It was as if Faith No More packed it in early at Vector Arena. The near sell-out crowd wandered away half an hour earlier than they expected - with many left wondering, what about We Care A Lot?
While Digging the Grave was a manic, air-guitar finale, the encores were fleeting and taken up mostly by the band's rendition of Don't Dream It's Over, which the crowd sang along to with patriotic spirit.
When they came back on for the second encore they continued to play the Crowded House number, while poking a few cheeky jibes at it.
Singer Mike Patton is prone to winding people up, so it's hard to tell if he was kidding or serious. It was probably a bit of both. And this devious humour is what makes the guy such a riveting frontman, but you couldn't help but think he got a bee in his slicked back hair about the crowds, um, passion for this national treasure.
Hey Mike, we were joking, we wanted to hear more Faith No More songs.
Then again, who knows, maybe the venue said lights up rather than the band? But unlikely, considering curfews are usually around 11pm at Vector and in Christchurch two nights earlier, while the band did a different set, they played for two hours which included shouty perenial We Care A Lot.

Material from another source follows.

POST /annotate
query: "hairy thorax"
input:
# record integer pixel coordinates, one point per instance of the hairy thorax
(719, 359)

Anyway, apart from the shortened set, the reunited Californian band - who mix everything from jazz and funk, to cabaret and metal into one tight rock'n'roll onslaught - showed they can still kick arse after more than a decade apart.
Besides Patton, who looked dapper and typically demented and ringmaster-like in an all-red ensemble, the rest of the band are a little greyer and balding these days, but they still play with venom.

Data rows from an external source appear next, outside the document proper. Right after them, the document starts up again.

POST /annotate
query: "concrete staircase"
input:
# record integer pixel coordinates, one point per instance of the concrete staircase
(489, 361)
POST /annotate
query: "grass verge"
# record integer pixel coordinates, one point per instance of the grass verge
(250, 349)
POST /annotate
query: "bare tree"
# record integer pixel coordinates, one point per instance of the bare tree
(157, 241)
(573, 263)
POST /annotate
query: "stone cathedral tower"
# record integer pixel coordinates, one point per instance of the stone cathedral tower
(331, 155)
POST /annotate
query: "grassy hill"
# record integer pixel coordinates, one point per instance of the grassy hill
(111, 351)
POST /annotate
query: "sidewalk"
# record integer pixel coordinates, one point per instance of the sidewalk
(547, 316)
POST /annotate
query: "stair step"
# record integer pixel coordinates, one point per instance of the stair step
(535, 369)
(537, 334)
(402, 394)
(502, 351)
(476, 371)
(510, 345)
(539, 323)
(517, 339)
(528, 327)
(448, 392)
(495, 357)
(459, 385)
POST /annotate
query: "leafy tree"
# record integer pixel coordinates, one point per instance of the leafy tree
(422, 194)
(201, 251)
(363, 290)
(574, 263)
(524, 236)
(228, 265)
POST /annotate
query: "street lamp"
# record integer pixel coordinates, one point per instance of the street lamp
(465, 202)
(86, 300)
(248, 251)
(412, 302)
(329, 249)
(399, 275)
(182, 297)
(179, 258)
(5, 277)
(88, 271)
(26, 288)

Drummer Mike Bordin - still with dreads, although more snowy now - is a soul metal machine, and Patton has a throat from hell as he serenades, raps, roars, yabbers, and croons through microphones, megaphones and walkie talkies.
Nor have they lost the ability to whip your head off as they morph from the mooch and shuffle of songs like Evidence into the chug and lurch of slamming songs The Gentle Art of Making Enemies and From Out of Nowhere, off the band's 1989 break-through album The Real Thing.
And there were a clutch of songs mid way through that are testament to Faith No More's longevity and standing. It's hard to top the mangled metal serenade of Ashes to Ashes and the lovely Midlife Crisis; then there's maniacal late 80s track Surprise! You're Dead!; and, from the same period, rap'n'roll classic Epic.
It's just a shame they didn't stick around for a little longer because, we care a lot.